Understanding market behaviour in the current environment, when economics and politics point in different directions, is increasingly important for investors. Even with an improved understanding of market behaviour, it remains challenging for them to decide how to act on this information: whether to join the crowd or to use the signs of excessive behaviour to take a contrary position.
What is clear is that the underlying political climate is shifting to more populist agendas. This is placing a renewed focus on infrastructure investment as a core policy objective.
While infrastructure investments generally benefit from widespread support from across the political spectrum in many countries, it has been remarkably embraced by the populist movement, most notably by US president Donald Trump.
The attraction of infrastructure investments to many populist politicians is that it entirely fits within an economic nationalist agenda and supports protectionist trade policies by creating local employment. Social infrastructure, such as public transportation projects, is also seen as a means to promote social equality and enhancing quality of life by improving communications for many of those citizens that believe that globalisation has not benefited them.
So, what is happening in the US?
Undoubtedly, the US urgently needs to boost its infrastructure investment in order to upgrade and modernise assets, expand capacity and reduce system bottlenecks. The current situation is considered to be more acute than many other developed countries due to long-term underinvestment and often inadequate maintenance programmes, which has left many ageing infrastructure assets in a dire state of repair.
President Trump’s signature $500bn (£402bn) infrastructure campaign is being focused on ‘people first’ projects.
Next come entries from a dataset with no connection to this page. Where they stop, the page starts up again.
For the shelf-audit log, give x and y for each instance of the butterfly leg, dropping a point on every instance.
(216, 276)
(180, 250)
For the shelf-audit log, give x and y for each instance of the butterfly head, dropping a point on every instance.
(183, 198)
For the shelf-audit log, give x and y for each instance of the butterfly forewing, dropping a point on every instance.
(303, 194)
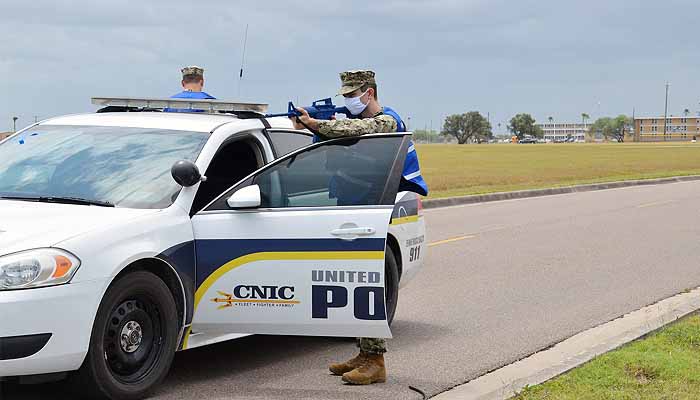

This generally means social infrastructure and public transportation schemes such as airports, ports, roads, rail and waterways, which are expected to free up the movement of people and goods across the US and stimulate economic growth.
It is unclear how Mr Trump proposes to pay for the new infrastructure plan, although the early indications from his policy advisers are that it will be funded mainly by a user-paid model and additionally supported by tax credits to encourage private investment. They argue that any government spending to support the infrastructure programme is expected to be paid back through taxes on the wages of new jobs and business profits generated by the newly created infrastructure assets.
One disadvantage with a user-paid infrastructure funding model, as opposed to a government-funded model, is that it tends to concentrate projects on high revenue-producing schemes, such as toll roads and toll bridges, airports or public utilities in higher-income areas. The user-paid approach may often ignore the wider social and economic benefits of infrastructure and, consequently, can make it more difficult to bring forward new developments in lower-income areas and rural locations.
The scale of Mr Trump’s infrastructure plan is likely to provide significant opportunities for investors. In order for the programme to be successfully implemented, it is also likely that investors may benefit from a more streamlined approach to infrastructure procurement and faster delivery timetables.
The scale of the US programme is further expected to give rise to wider opportunities in associated support services, materials, construction, plant and equipment sectors. A greater focus on infrastructure spending is also positive for the US commercial and residential real estate market located in the regions of improved infrastructure development and communication links.